The company is making serious investments in interactive technology.

The new iPhone site, for example, was born of the realization that consumers were ordering pizza from the regular Papa John's Web site through the iPhone browser.

That knowledge led to the creation of an iPhone application with optimized menus, entry fields and graphics.

Also, the restaurant locator has a link to Google Maps for users to find the address of a Papa John's restaurant and also to click to a map for directions.

To make it easier to order, the iPhone site has a Papa John's short cut icon connected directly to the main mobile Web ordering system, according to the company.

"Mobile is an incredibly important part of the overall strategy," Mr. Ford said. "We view that channel just as we do any other channel -- from our phone ordering system to our online system, mobile is equally important.
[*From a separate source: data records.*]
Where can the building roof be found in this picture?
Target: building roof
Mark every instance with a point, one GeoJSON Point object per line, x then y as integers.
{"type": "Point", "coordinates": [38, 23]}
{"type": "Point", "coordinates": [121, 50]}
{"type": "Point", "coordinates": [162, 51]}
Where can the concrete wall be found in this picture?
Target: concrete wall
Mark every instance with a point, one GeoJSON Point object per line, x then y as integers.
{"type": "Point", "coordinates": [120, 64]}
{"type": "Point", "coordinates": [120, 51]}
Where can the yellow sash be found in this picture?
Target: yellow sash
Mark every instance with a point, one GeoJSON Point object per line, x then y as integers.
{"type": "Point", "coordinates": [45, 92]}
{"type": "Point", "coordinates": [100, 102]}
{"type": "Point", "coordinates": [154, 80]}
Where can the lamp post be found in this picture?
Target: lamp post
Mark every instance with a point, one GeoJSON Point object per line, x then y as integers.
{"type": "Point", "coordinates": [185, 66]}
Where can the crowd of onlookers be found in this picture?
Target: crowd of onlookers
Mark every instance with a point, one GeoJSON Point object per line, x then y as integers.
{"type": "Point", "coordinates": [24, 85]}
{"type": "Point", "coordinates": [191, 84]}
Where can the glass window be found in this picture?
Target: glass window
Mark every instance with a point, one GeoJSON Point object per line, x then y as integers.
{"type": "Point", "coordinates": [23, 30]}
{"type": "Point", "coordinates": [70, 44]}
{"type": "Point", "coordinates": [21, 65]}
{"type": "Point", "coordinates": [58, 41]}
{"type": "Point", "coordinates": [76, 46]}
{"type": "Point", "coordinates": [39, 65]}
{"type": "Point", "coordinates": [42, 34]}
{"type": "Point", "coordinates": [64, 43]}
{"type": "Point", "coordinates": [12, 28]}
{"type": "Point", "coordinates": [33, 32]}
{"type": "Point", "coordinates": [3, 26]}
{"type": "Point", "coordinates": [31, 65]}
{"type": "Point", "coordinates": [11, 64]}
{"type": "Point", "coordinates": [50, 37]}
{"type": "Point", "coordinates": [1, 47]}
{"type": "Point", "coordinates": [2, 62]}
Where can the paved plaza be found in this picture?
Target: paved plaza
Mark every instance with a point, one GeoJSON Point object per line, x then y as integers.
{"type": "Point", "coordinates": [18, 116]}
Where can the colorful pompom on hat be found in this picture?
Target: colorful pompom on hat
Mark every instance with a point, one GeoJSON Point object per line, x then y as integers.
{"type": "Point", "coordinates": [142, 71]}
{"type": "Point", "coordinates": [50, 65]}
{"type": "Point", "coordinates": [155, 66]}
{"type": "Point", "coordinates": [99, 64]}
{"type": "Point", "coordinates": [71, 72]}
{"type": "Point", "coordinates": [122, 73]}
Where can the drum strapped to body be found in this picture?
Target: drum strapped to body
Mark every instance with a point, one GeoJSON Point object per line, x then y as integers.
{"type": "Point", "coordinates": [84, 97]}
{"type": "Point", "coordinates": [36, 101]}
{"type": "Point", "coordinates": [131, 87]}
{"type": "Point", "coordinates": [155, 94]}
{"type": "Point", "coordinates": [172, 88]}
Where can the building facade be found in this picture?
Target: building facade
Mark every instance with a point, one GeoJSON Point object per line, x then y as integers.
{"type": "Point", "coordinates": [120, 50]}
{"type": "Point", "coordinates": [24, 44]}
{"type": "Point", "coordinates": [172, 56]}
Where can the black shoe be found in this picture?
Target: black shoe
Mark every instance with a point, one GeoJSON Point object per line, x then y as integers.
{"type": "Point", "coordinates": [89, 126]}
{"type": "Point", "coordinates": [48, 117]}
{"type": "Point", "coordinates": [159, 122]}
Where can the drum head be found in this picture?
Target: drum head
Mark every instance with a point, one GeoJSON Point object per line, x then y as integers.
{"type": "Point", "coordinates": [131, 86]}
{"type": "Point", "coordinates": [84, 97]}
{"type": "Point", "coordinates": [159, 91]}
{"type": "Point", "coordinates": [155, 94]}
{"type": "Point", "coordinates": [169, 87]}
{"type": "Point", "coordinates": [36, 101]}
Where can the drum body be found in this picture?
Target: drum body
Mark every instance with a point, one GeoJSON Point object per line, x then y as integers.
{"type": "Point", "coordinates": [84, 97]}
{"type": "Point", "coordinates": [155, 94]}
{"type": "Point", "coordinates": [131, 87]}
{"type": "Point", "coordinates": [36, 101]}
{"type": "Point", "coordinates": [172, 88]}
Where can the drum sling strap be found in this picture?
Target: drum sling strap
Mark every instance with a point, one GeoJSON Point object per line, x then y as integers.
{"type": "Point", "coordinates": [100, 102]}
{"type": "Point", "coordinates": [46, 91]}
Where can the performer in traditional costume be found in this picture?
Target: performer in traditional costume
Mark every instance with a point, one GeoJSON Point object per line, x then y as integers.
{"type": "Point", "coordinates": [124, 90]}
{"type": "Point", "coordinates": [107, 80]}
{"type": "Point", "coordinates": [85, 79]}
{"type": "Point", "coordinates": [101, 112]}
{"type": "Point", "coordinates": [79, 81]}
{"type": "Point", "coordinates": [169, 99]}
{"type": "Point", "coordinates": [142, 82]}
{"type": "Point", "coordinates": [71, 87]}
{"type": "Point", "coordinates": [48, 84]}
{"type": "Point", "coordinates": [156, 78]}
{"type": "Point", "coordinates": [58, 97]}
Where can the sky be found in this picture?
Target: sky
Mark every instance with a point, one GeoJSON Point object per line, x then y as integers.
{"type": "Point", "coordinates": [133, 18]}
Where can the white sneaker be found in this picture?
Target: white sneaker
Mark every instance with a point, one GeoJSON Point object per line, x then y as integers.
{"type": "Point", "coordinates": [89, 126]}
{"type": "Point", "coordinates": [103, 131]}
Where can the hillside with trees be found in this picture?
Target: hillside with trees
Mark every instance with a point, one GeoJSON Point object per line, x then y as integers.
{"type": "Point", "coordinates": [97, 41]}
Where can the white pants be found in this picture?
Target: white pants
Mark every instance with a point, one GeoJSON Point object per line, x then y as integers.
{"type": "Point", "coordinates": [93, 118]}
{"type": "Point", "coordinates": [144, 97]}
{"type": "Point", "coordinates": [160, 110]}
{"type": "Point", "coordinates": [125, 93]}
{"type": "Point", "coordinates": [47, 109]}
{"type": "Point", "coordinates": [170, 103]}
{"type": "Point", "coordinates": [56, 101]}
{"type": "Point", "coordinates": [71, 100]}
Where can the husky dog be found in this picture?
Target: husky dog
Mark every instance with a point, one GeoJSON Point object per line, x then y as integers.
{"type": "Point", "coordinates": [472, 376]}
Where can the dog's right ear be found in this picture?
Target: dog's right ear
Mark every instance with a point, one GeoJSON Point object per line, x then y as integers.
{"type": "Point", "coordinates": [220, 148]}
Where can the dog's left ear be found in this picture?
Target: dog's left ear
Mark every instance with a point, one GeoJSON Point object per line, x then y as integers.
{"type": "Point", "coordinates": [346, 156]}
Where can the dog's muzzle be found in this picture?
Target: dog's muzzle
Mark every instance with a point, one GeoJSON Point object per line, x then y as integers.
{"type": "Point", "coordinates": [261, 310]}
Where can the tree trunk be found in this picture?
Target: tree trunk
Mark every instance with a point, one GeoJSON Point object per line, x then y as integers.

"It's letting the consumer choose how they want to communicate with us," he said. "Our theory is we're not telling customers how to order. We're listening to them and providing the channels that they're requesting."

One of the advantages that mobile ordering shares with online is the ability for consumers to see the full menu.

Regular Johns
Interestingly, products ordered through Papa John's mobile Web ordering system look the same as those ordered online, on phone or in store.

"It's pizza, cheese sticks, it's drinks," Mr. Ford said. "The average order size -- it's roughly $20."

Are the mobile consumers any different from online, phone or restaurant walk-ins?

"Surprisingly enough, it's not what you think," Mr. Ford said. "It's not that 18-to-25-year-old demographic that most people would assume. It really spans all demographics.

"We have as large an ordering group in the 35-44 age group as we do in the 18-24 and 25-34," he said. "Most people just assume that it's a younger demographic and they are after smaller items.

"I think what might be unusual is that it may be a pretty representative customer. This is the traditional Papa John's customer."

Top that
Papa John's focus on using interactive channels may be paying off.

The company claims that more than 20 percent of all sales come online or via SMS text, widget or smartphones. There is a belief within the company that these channels might someday surpass traditional telephone orders.

In line with that thinking, Papa John's will be leveraging its existing assets to promote its mobile ordering system.

For example, Papa John's pizza boxes and box toppers next year may include the 4PAPA (47272) common short code and a keyword on them.

Also, the chain will use the mobile channel to market its mobile offerings.

"We're actually going to buy some mobile advertising, whether it's mobile search or banners," Mr. Ford said.